Cytokine. 1995 Feb;7(2):191-5. doi: 10.1006/cyto.1995.1026.
To evaluate the value of serum interleukin 6 (sIL-6) for the prediction of therapeutic effect and adverse reaction after transcatheter arterial embolization (TAE), sIL-6 was measured before and after angiography or TAE in 18 patients (three after angiography and 15 after TAE for hepatocellular carcinoma). The three patients with only angiography showed no elevation of sIL-6, while a significant increase was observed after TAE in the 15 hepatocellular carcinoma patients. The sIL-6 levels of patients with a partial response to TAE were higher at 48-72 hours after the procedure than those of patients with no response (P = 0.045), and the sIL-6 levels of patients who showed adverse reactions were higher at 6-24 h than those of patients without adverse reactions (P = 0.019). sIL-6 level at 48-72 h after TAE reflects the efficacy of TAE, whereas the level at 6-24 h after TAE is related to the severity of adverse reactions. Therefore, sIL-6 may be a useful indicator for prediction of the therapeutic effect of TAE as well as adverse reactions.

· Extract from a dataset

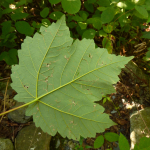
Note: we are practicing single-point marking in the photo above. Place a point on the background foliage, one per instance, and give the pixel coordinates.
(117, 25)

为评估血清白细胞介素6(sIL-6)在预测经导管动脉栓塞术(TAE)后治疗效果及不良反应方面的价值,对18例患者(3例仅行血管造影术,15例因肝细胞癌行TAE)在血管造影术或TAE前后检测sIL-6。仅行血管造影术的3例患者sIL-6未升高,而15例肝细胞癌患者TAE后sIL-6显著升高。TAE部分缓解患者术后48 - 72小时的sIL-6水平高于无反应患者(P = 0.045),出现不良反应患者6 - 24小时的sIL-6水平高于无不良反应患者(P = 0.019)。TAE后48 - 72小时的sIL-6水平反映TAE疗效,而TAE后6 - 24小时的水平与不良反应严重程度相关。因此,sIL-6可能是预测TAE治疗效果及不良反应的有用指标。